Re: Numen with reference to vmap

From: "Serguei Bezverkhi (sbezverk)" <sbezverk@cisco.com>
To: Phil Sutter <phil@nwl.cc>,
	Arturo Borrero Gonzalez <arturo@netfilter.org>
Cc: "netfilter-devel@vger.kernel.org" <netfilter-devel@vger.kernel.org>
Subject: Re: Numen with reference to vmap
Date: Tue, 17 Dec 2019 00:51:07 +0000	[thread overview]
Message-ID: <98A8233C-1A83-44A1-A122-6F80212D618F@cisco.com> (raw)
In-Reply-To: <20191204223215.GX14469@orbyte.nwl.cc>

Hi Phil,

In this google doc, see link: https://docs.google.com/document/d/128gllbr_o-40pD2i0D14zMNdtCwRYR7YM49T4L2Eyac/edit?usp=sharing

There is a question about possible optimizations. I was wondering if you could comment/reply. Also I got one more question about updates of a set. Let's say there is a set with 10k entries, how costly would be the update of such set.

Thanks a lot
Serguei

On 2019-12-04, 5:32 PM, "n0-1@orbyte.nwl.cc on behalf of Phil Sutter" <n0-1@orbyte.nwl.cc on behalf of phil@nwl.cc> wrote:

    Hi Arturo,

    On Wed, Dec 04, 2019 at 06:31:02PM +0100, Arturo Borrero Gonzalez wrote:
    > On 12/4/19 4:56 PM, Phil Sutter wrote:
    > > OK, static load-balancing between two services - no big deal. :)
    > > 
    > > What happens if config changes? I.e., if one of the endpoints goes down
    > > or a third one is added? (That's the thing we're discussing right now,
    > > aren't we?)
    > 
    > if the non-anon map for random numgen was allowed, then only elements would need
    > to be adjusted:
    > 
    > dnat numgen random mod 100 map { 0-49 : 1.1.1.1, 50-99 : 2.2.2.2 }
    > 
    > You could always use mod 100 (or 10000 if you want) and just play with the map
    > probabilities by updating map elements. This is a valid use case I think.
    > The mod number can just be the max number of allowed endpoints per service in
    > kubernetes.
    > 
    > @Phil,
    > 
    > I'm not sure if the typeof() thingy will work in this case, since the integer
    > length would depend on the mod value used.
    > What about introducing something like an explicit u128 integer datatype. Perhaps
    > it's useful for other use cases too...

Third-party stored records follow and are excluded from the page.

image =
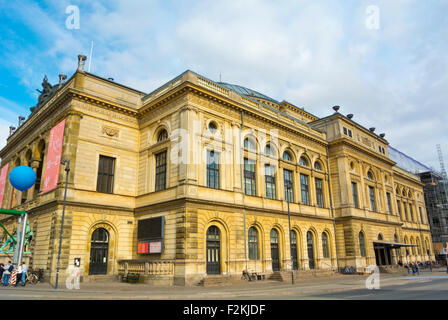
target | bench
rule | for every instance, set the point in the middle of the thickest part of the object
(131, 277)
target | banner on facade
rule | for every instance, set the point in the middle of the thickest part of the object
(54, 153)
(3, 177)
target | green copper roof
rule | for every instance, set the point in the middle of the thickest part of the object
(245, 91)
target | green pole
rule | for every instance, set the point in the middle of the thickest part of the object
(1, 225)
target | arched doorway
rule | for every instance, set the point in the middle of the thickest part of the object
(295, 264)
(310, 246)
(99, 250)
(213, 251)
(275, 256)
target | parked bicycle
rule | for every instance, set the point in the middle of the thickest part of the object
(35, 276)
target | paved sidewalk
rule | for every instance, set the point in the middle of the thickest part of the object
(257, 289)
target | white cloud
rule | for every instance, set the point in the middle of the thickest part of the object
(312, 54)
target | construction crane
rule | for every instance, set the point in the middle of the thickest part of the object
(443, 192)
(442, 165)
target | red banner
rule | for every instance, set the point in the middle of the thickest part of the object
(54, 154)
(3, 175)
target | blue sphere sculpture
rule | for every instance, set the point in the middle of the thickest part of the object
(22, 178)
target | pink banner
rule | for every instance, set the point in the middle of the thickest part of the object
(54, 154)
(3, 175)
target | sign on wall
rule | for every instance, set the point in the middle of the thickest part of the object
(54, 153)
(150, 234)
(3, 175)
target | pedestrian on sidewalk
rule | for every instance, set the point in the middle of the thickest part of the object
(8, 268)
(2, 269)
(24, 271)
(19, 275)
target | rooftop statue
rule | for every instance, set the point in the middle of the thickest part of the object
(45, 94)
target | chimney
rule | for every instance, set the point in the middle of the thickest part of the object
(81, 61)
(21, 118)
(62, 77)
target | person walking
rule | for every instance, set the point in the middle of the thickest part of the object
(19, 275)
(2, 269)
(8, 268)
(24, 271)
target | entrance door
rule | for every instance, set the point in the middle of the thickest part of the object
(99, 249)
(213, 251)
(310, 245)
(295, 264)
(275, 256)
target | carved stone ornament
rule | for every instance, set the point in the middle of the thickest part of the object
(111, 132)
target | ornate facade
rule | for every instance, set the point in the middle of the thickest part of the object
(223, 165)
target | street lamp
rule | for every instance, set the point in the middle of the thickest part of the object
(67, 170)
(288, 188)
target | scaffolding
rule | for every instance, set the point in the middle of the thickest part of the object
(436, 200)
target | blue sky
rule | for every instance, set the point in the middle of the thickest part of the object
(314, 54)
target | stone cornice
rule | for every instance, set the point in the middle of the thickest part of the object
(349, 143)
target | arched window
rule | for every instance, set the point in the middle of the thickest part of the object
(253, 243)
(310, 247)
(249, 144)
(41, 150)
(268, 150)
(287, 156)
(163, 135)
(275, 252)
(212, 127)
(295, 263)
(325, 250)
(362, 245)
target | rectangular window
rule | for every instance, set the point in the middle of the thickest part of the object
(319, 193)
(270, 181)
(289, 191)
(355, 194)
(372, 198)
(160, 171)
(106, 169)
(249, 177)
(305, 189)
(421, 215)
(389, 203)
(212, 169)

    Out of curiosity I implemented the bits to support typeof keyword in
    parser and scanner. It's a bit clumsy, but it works. I can do:

    | nft add map t m2 '{ type typeof numgen random mod 2 : verdict; }'

    (The 'random mod 2' part is ignored, but needed as otherwise it's not a
    primary_expr. :D)

    The output is:

    | table ip t {
    | 	map m2 {
    | 		type integer : verdict
    | 	}
    | }

    So integer size information is lost, this won't work when fed back.
    There are two options to solve this:

    A) Push expression info into kernel so we can correctly deserialize the
       original input.

    B) As you suggested, have something like 'int32' or maybe better 'int(32)'.

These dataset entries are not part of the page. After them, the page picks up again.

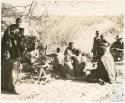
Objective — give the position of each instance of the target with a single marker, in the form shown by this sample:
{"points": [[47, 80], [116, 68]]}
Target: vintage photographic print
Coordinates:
{"points": [[62, 50]]}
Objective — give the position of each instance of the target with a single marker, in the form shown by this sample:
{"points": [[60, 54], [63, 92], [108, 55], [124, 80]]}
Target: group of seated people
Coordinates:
{"points": [[73, 64]]}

    I consider (B) to be way less ugly. And if we went that route, we could
    actually use the 'int32'/'int(32)' thing in the first place. All users
    have to know is how large is 'numgen' data type. Or we're even smart
    here, taking into account that such a map may be used with different
    inputs and mask input to fit map key size. IIRC, we may even have had
    this discussion in an inconveniently cold room in Malaga once. :)

    > @Serguei,
    > 
    > kubernetes implements a complex chain of mechanisms to deal with traffic. What
    > happens if endpoints for a given svc have different ports? I don't know if
    > that's supported or not, but then this approach wouldn't work either: you can't
    > use dnat numgen randmo { 0-49 : <ip>:<port> }.
    > 
    > Also, we have the masquerade/drop thing going on too, which needs to be deal
    > with and that currently is done by yet another chain jump + packet mark.
    > 
    > I'm not sure in which state of the development you are, but this is my
    > suggestion: Try to don't over-optimize in the first iteration. Just get a
    > working nft ruleset with the few optimization that make sense and are easy to
    > use (and understand). For iteration #2 we can do better optimizations, including
    > patching missing features we may have in nftables.
    > I really want a ruleset with very little rules, but we are still comparing with
    > the iptables ruleset. I suggest we leave the hard optimization for a later point
    > when we are comparing nft vs nft rulesets.

    +1 for optimize not (yet). At least there's a certain chance that we're
    spending much effort into optimizing a path which isn't even the
    bottleneck later.

    Cheers, Phil